Collectivity in the racist youth milieu - A case study conducted in the threshold of new millennium in Joensuu
Collectivity in the racist youth milieu - A case study conducted in the threshold of new millennium in Joensuu
(In Finnish: Yhteisöllisyys rasistisessa nuorten miljöössä - Tapaustutkimus vuosituhannen vaihteen Joensuussa)
Sini Perho
Youth Research Network 2010
This doctoral dissertation examines young people’s collectivity of which has a background in the racist skinheads’ activity in a mid-sized Finnish city called Joensuu in the 1990s. Young people’s racism still exists in Joensuu and elsewhere. Racism was not only a characteristic of skinhead subculture and this study examines the wider phenomenon of young people’s racism. The study approaches the collectivity of young girls and boys who define themselves intolerant or racist and how racism linked them together in the threshold of new millennium in Joensuu.
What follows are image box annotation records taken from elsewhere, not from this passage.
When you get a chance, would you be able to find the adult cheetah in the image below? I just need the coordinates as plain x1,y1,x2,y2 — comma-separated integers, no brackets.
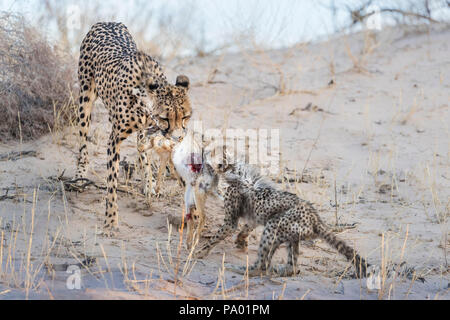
75,22,192,233
194,163,367,276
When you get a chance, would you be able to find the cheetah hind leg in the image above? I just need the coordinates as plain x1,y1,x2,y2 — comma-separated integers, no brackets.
271,241,299,277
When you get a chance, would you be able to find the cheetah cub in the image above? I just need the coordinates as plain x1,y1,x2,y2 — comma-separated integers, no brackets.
194,163,367,277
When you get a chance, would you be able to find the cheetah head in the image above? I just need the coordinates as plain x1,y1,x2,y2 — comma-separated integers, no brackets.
152,75,192,141
133,75,192,142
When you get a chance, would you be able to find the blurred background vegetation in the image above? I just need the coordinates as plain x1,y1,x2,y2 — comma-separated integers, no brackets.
0,0,450,141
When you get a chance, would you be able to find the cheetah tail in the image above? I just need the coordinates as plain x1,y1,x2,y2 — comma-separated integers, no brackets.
315,222,369,277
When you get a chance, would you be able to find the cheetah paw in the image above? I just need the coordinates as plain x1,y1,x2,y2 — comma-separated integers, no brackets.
100,227,119,238
226,264,265,277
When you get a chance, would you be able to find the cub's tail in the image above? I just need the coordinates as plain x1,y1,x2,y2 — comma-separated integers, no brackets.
315,219,369,278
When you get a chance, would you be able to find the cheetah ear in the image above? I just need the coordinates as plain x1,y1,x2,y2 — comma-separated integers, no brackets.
175,74,189,89
131,88,141,97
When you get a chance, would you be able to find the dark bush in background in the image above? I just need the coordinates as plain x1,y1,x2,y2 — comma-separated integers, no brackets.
0,13,76,141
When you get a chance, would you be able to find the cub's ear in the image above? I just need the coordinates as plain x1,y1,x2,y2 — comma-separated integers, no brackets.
131,87,141,97
175,74,189,89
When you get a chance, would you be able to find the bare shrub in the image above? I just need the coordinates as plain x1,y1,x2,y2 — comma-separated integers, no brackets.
0,13,75,141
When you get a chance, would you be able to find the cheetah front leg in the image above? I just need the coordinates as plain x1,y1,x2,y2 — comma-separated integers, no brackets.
104,124,133,236
235,223,255,252
75,79,97,179
137,130,153,204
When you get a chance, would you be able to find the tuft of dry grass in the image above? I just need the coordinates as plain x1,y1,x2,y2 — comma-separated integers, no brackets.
0,13,75,141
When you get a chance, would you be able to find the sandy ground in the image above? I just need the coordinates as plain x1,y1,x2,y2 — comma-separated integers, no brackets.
0,24,450,299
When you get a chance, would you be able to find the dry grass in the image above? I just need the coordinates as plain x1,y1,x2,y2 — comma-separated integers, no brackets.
0,13,75,141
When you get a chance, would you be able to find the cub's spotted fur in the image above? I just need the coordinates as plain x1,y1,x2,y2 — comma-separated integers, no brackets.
195,164,367,276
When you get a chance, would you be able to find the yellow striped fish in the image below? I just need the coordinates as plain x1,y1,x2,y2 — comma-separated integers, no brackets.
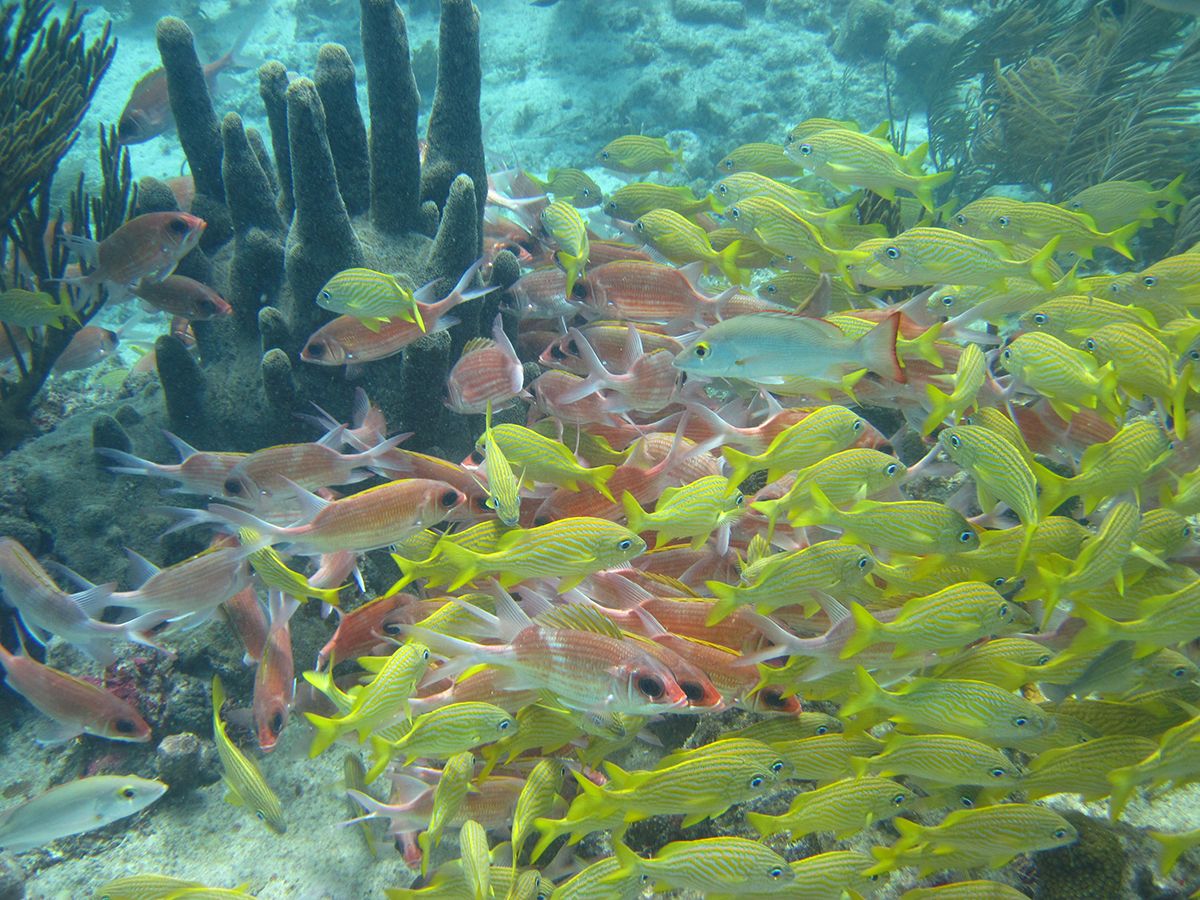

In addition to the racist youth milieu, the study also concentrates on the still necessary need to tackle the antiracist work with young people.
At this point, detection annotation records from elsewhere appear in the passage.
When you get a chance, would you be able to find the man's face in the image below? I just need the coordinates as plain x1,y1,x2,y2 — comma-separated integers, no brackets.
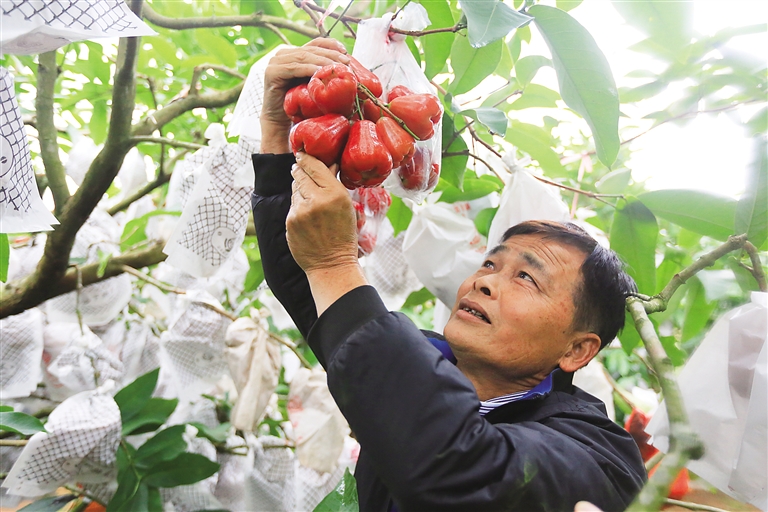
444,235,586,388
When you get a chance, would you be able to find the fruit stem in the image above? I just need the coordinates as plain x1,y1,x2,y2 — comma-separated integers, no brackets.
357,82,421,140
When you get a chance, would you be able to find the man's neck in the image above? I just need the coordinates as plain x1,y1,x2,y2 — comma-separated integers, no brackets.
456,361,549,401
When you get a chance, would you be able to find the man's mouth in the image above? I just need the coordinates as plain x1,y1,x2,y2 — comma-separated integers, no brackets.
459,306,491,324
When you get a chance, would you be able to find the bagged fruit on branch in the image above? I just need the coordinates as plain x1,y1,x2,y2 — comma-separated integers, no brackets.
352,3,443,203
350,187,392,256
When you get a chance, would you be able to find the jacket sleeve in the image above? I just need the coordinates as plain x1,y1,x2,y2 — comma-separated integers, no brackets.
251,153,317,339
308,286,642,512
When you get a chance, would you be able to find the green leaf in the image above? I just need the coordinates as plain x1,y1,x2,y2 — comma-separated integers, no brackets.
504,121,566,177
440,113,469,189
190,422,231,444
419,0,455,80
638,189,736,240
555,0,582,11
595,169,632,194
435,171,502,203
459,107,509,137
115,368,160,424
120,210,181,252
509,84,560,110
402,288,435,308
0,233,11,283
143,453,219,487
313,468,360,512
0,411,45,436
612,0,693,50
18,494,77,512
529,5,620,167
475,207,499,237
448,36,503,95
194,30,237,68
459,0,531,48
387,196,413,236
123,398,179,436
734,136,768,247
106,464,139,512
610,199,659,295
134,425,187,468
515,55,552,87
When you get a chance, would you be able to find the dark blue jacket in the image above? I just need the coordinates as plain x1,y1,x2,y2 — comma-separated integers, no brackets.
253,155,646,512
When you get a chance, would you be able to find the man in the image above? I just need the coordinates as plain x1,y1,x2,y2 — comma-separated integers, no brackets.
253,40,646,512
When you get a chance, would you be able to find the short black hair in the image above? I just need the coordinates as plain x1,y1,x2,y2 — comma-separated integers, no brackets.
500,220,637,349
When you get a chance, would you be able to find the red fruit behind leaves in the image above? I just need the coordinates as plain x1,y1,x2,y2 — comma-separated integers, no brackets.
387,85,415,101
624,409,659,462
349,56,384,100
290,114,350,167
376,117,416,167
340,120,392,190
307,64,357,117
389,94,443,140
283,84,323,123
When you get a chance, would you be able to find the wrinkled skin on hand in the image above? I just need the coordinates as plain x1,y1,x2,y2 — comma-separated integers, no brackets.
261,37,350,153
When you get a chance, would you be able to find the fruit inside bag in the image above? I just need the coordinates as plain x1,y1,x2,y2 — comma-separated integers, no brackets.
350,187,392,256
352,3,442,203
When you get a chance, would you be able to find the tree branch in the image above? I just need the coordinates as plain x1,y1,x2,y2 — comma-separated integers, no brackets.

The study examines young people’s collectivity as a question of belonging. The analysis concentrates both on the collective and individuals’ relations to the prequisities and variations in the racist milieu. The aim is to discuss the collectivity and its contents, in the collectively important defined and important questions of belonging and not belonging. The approach of the study is youth cultural and includes the views of subcultures, tough ordinariness and relations to racist youth milieu that are constructed in gender-specific ways. The study constructs a picture of racist milieu which values being similar with its participants and ordinariness that includes the accepting racism. Being ordinary is a borderline that distinguishes with being different in the milieu. Subcultural capital is valued in the racist youth milieu and it defines the collectivity and different ways of belonging to it which open up for girls and boys.
The data of the study is gathered between the years 1998 and 2001 in two youth clubs in Joensuu.
The data collection is linked with action research project called Exit which aimed to develop the methods of multicultural and antiracist youth work. The intensive field work resulted to data of interviews of 21 young people aged from 13 to 19 years and participatory observation linked withe the action research. The method used is ethnographic interviewing that includes young people’s interviews individually, in pairs and in groups and observation of young people in two youth clubs.
The study consists of five articles that are published earlier and a summary article. The summary sums up the central results of the study and discusses young people’s racism as their societal
opinion and rebellion against the norm of tolerancy. The study contests to discuss on racism and interventions to it. The central questions in antiracist work with the young people are the following: how ordinary is racism, that young people hold ordinary, in our society? What kind of a societal opinion racism is and how could and should adults support the young ones in offering options to that?